Niger began counting the votes Sunday from an election that is expected to lead to the West African nation's first transfer of power between two democratically elected presidents.
The voting process went on smoothly on Sunday and were no reports of widespread disruptions.
The West African country, unstable since gaining independence from France 60 years ago, is ranked the world's poorest country according to the UN's Human Development Index.
Around 7.4 million people were registered to vote in the presidential ballot, which coincided with legislative polls.
"I expect the Nigerien president to put security, health, progress and democracy first," Aboubakar Saleh, a 37-year-old launderer, told AFP in the capital Niamey without revealing his choice among the 30 candidates.
Issaka Soumana, a 52-year-old lorry driver, said he wanted change.
"Niger is not moving forward. Our country must rise," he said, brandishing his ink-stained thumb to show he had cast his ballot.
President Mahamadou Issoufou, who was elected in 2011 after the country's last coup in 2010, is voluntarily stepping down after two five-year terms.
"It is a special day for Niger which will experience for the first time in its history a democratic transition," Issoufou, 68, said after voting at the Niamey city hall.
He noted that Sunday's vote was the first in which he did not take part in three decades in the predominantly Muslim country.

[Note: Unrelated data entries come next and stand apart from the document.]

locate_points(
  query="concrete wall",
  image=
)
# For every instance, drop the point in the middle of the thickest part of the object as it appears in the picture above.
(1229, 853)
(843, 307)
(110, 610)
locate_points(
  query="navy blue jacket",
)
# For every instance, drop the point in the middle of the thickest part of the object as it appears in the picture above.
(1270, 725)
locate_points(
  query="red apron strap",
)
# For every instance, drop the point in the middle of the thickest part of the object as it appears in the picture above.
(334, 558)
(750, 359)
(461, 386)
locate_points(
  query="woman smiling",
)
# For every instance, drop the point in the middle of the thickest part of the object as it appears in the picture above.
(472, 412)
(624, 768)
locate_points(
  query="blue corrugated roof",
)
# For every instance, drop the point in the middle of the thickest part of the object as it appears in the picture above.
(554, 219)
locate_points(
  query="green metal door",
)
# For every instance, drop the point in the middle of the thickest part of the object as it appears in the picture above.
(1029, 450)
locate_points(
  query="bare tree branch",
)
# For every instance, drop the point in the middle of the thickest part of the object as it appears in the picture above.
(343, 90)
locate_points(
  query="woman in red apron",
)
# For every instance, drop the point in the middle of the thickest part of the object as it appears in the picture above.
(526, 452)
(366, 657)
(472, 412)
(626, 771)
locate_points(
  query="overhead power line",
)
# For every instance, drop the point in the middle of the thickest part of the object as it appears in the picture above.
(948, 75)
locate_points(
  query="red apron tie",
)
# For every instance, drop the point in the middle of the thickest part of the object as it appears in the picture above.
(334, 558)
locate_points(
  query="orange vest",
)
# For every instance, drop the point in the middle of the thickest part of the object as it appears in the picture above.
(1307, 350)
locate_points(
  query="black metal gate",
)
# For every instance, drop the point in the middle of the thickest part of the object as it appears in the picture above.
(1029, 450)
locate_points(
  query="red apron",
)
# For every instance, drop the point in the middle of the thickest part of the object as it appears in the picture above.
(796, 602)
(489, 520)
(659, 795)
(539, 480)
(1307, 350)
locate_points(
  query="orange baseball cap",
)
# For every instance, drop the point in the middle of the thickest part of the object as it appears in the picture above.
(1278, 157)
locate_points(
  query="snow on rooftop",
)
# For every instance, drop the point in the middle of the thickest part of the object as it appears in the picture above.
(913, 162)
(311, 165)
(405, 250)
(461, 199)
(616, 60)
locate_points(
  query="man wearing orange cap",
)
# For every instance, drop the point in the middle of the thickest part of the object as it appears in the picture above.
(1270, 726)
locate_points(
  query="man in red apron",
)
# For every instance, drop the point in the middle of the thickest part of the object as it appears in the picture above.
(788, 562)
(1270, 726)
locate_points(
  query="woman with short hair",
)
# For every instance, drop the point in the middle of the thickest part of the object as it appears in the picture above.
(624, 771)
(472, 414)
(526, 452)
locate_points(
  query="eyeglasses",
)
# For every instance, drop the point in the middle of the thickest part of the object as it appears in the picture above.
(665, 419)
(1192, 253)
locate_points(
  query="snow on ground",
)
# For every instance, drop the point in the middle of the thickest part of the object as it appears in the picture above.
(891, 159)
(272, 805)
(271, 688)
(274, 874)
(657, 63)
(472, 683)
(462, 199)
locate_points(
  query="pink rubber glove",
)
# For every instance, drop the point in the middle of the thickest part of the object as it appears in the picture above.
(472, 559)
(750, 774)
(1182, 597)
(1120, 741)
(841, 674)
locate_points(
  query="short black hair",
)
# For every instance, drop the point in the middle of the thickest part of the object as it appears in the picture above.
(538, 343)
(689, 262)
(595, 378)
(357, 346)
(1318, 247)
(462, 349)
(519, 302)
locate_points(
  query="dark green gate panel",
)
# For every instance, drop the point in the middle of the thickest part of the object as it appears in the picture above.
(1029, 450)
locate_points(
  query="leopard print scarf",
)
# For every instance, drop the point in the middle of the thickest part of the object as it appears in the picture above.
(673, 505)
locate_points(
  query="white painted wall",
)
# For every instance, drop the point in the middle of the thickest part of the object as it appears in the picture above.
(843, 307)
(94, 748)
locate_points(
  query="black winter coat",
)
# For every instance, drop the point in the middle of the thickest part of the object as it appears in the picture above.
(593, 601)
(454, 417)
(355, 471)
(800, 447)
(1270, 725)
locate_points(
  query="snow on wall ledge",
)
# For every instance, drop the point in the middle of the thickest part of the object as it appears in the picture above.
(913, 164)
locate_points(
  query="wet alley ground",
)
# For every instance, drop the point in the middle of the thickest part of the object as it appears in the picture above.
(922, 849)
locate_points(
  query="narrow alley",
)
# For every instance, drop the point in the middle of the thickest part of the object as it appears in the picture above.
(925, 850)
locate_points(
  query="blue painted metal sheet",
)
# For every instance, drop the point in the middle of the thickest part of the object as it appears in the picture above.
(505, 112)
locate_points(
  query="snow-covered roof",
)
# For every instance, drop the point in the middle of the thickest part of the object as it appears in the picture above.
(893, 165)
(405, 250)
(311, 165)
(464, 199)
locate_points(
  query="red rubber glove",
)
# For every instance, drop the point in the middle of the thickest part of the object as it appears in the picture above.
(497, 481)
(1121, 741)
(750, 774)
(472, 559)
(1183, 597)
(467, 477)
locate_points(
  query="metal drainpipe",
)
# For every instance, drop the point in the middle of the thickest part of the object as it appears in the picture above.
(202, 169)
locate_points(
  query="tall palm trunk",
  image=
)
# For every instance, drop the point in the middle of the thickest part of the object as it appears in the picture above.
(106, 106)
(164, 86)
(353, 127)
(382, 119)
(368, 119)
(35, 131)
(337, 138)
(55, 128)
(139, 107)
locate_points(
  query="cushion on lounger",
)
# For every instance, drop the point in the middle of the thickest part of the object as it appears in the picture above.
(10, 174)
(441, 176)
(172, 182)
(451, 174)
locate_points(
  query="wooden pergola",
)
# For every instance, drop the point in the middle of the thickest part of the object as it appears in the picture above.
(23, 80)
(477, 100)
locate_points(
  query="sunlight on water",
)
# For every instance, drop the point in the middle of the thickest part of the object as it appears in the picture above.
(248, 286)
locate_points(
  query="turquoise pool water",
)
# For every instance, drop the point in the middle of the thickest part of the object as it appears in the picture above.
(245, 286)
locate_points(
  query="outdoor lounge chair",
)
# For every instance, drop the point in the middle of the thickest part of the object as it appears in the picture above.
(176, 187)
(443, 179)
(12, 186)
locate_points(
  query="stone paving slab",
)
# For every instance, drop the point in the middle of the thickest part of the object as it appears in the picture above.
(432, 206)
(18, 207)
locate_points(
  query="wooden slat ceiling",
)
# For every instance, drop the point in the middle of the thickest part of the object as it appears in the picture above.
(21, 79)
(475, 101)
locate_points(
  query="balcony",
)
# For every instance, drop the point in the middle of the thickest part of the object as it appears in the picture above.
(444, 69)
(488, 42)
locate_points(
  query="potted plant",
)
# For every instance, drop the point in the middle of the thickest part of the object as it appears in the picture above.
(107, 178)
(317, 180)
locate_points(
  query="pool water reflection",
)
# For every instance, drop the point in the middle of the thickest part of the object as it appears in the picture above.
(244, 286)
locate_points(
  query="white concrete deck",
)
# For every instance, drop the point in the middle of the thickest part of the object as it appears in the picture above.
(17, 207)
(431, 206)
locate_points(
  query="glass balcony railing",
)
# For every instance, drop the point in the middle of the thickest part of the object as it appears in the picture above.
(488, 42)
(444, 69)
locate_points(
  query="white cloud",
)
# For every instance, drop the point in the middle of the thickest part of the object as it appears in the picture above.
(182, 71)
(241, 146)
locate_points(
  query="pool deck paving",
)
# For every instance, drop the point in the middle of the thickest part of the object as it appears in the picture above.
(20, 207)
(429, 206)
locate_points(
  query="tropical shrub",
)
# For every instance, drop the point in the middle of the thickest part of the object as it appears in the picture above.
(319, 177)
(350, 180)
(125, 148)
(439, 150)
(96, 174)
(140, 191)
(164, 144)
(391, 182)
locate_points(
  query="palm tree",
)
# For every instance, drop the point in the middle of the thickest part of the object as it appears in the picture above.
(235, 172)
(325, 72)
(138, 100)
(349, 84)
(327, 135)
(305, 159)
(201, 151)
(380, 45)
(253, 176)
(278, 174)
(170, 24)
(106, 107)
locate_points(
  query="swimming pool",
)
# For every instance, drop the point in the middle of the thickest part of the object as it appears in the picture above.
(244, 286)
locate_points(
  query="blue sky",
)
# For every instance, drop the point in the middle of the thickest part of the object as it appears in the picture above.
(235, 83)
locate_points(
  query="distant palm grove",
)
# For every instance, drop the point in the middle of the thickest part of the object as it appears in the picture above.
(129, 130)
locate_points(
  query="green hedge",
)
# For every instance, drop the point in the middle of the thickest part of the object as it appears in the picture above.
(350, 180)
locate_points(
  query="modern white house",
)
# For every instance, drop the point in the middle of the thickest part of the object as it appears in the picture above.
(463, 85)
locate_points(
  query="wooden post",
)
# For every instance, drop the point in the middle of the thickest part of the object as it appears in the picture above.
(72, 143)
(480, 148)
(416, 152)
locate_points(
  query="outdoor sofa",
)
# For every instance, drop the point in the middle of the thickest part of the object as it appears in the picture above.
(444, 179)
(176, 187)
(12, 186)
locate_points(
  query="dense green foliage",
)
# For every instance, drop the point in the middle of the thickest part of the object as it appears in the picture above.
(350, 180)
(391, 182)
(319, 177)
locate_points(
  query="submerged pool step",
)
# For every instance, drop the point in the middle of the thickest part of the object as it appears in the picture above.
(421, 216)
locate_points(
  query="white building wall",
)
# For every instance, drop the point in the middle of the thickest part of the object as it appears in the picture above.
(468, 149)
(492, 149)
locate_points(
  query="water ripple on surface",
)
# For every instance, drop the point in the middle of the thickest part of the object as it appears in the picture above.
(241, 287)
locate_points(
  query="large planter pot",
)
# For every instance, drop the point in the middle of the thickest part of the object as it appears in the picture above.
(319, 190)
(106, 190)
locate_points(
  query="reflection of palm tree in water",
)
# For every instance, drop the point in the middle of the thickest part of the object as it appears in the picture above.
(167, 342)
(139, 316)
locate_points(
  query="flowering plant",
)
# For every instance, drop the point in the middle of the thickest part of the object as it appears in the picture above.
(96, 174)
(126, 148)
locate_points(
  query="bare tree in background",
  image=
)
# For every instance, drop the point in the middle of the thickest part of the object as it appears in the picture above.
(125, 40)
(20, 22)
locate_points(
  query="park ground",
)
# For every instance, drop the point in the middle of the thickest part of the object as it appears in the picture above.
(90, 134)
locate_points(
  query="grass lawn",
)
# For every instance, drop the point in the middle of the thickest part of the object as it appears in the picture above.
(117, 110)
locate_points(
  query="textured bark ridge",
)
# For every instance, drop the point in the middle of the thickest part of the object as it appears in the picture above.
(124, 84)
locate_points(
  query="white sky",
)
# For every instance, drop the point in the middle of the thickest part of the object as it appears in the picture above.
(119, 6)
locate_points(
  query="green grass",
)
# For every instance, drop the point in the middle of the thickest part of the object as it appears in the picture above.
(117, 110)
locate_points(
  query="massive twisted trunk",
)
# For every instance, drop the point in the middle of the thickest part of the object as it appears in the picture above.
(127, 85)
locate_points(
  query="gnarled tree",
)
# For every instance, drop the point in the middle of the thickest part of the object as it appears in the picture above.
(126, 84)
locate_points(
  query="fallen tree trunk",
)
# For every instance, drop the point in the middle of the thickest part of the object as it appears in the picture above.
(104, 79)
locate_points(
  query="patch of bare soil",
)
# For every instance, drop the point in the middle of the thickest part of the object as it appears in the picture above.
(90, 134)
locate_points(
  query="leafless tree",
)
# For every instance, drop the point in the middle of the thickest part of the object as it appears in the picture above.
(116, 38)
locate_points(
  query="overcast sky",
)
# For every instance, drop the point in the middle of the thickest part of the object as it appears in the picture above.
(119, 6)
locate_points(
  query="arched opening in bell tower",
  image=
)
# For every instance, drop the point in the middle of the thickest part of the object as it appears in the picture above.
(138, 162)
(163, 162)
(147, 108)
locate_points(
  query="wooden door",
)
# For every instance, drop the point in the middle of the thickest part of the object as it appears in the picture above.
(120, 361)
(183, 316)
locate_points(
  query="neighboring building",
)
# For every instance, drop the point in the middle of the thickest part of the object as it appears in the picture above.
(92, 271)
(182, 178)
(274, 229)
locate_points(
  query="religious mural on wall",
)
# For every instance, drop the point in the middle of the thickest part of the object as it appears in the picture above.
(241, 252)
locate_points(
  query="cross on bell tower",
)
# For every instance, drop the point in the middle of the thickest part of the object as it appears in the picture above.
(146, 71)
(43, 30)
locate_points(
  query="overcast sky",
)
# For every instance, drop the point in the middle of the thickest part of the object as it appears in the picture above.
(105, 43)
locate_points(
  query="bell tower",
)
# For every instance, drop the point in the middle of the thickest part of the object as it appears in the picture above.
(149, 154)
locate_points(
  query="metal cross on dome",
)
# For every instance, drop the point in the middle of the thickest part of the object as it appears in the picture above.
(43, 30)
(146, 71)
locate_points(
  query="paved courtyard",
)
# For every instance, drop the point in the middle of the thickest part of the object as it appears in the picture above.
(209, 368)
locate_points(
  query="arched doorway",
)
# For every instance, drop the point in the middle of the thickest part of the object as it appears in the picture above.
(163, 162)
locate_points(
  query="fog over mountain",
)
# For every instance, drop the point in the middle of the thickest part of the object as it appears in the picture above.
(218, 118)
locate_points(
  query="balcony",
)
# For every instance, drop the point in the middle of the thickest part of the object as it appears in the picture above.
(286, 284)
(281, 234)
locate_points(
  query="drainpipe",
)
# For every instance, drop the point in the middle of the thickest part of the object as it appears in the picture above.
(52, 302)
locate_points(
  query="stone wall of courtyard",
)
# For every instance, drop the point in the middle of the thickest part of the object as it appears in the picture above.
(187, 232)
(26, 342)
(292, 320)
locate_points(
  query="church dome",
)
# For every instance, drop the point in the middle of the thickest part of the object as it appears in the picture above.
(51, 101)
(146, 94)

At some polling stations in Niamey, voters saw to it that men and women formed separate queues to vote.
The frontrunner is Issoufou's designated successor, Mohamed Bazoum, 60, a former interior and foreign minister.
"It is a great source of pride that this date of December 27 has been respected," Bazoum said after voting.
He campaigned on promises of emphasising security and education, especially for young girls in a country with the world's highest fertility rate -- 7.6 children per woman.